例えば、この絵は、いま世の中が目指しているデジタル化とは何かを、製造現場に当てはめて説明することで、彼らの既存の情報と新しい情報が関連付けられる。つまり、理解を促すことになる。
最後は刺さる段階だ。刺さるとは、どうすればいいか、答えを見いだせずに困っている。あるいは、分かっちゃいるけどどうしようもない。そういうところに、こうすればいいですよ、これが最善の解決策ですよと伝えることだ。あるいは、彼らがタブーとして避けていることを指摘することも刺さる話になる。
例えば、SI事業者の経営者を相手に話しをするとき、「お客様のDXに貢献するとか、お客様のDXのパートナーになるとかおっしゃっていますが、そもそも自分たちがまともにDXを理解していないし、その実践もできていないで、お客様のDXに関わろうなんて、無理な話じゃないですか?」なんて、話をすると、これはかなり刺さる。その通りだと思ってもらえるのか、こいつ偉そうなことを言いやがってと思われるのかは別としても、刺さることは間違えない。

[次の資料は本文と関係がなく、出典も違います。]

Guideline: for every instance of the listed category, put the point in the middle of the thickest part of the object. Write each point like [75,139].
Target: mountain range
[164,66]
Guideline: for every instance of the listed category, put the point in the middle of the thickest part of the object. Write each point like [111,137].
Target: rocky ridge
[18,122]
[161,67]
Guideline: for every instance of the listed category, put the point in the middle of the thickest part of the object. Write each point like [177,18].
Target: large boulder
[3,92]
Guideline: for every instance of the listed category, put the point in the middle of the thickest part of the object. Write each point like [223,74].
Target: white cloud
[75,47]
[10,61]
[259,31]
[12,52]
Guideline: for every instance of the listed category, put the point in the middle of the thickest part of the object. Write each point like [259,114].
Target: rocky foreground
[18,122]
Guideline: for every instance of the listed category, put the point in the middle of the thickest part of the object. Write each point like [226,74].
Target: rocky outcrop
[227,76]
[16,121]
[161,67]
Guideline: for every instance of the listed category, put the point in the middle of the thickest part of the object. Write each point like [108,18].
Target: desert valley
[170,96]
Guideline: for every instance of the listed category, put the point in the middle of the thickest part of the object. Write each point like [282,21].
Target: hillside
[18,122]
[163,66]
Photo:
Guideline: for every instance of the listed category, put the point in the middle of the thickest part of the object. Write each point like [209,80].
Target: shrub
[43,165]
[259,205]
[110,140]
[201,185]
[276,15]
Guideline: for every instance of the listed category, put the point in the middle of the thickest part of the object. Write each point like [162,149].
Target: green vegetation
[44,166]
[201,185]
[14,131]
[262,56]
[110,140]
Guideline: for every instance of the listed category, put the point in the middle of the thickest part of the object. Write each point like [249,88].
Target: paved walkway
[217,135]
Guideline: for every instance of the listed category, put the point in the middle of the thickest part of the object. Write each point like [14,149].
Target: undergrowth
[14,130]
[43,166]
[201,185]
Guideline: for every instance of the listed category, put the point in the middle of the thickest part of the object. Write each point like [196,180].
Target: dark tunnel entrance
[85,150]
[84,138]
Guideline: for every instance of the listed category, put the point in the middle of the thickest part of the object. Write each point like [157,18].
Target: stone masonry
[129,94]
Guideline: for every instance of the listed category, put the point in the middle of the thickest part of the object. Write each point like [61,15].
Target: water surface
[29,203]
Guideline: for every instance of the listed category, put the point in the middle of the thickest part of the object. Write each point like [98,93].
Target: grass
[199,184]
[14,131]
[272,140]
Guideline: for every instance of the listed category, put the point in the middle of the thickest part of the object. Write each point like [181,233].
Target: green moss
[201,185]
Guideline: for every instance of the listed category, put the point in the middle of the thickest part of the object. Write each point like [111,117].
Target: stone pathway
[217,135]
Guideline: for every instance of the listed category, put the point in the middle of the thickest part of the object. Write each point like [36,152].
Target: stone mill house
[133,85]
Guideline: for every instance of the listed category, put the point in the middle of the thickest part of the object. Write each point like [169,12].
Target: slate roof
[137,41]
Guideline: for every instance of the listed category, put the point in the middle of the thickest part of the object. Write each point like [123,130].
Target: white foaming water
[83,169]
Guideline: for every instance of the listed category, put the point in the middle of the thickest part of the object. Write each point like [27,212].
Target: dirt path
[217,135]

刺さるとは、「伝わる」の目指すべきゴールである。「刺さる」が何もないはなしはつまらない話になって、印象に残らず、結果として「伝わらない」ということになる。
これら3つの段階以外でも、「伝わる」ために、心がけておきたい3つのことがある。
まず第1に、聞き手の職業や年代、興味や関心事など、可能な限り情報を集め、それに合わせて言葉を選ぶことだ。保険業界の人たちを相手に流通業界の事例を説明しても、いまひとつピントはこないだろう。
次に、世間の話題をうまく使うことを心がけると、聞きたいという気持ちにすることができる。例えば、いまならコロナ禍のことやカーボンニュートラル、デジタルトランスフォーメーションなどが、使える。
3番目は、自分が分かったつもりでいることを前提にしないことだ。これが一番大切だ。ひとの講演を聴いていて、「そんなことも知らないなんてレベルが低いですね」と言葉にはしないまでも、態度に出る講演者がいる。聞き手は萎縮し、恐縮し、どうせ分からないからと耳を閉ざす。これは最悪だ。私などは、カチンとくる。例え自分が知っていることでも、改めて丁寧に説明するとか、前後関係や背景を伝える努力は、心がけるべきだろう。ただ、やり過ぎるとつまらなくなるので、受講者の職業や役職、年代などを講義の冒頭などで問いかけ確認し、それに合わせて話すといいだろう。
「伝えたという自分の満足ではなく、伝わったという相手の満足を大切にする」
この言葉を忘れないようにしたい。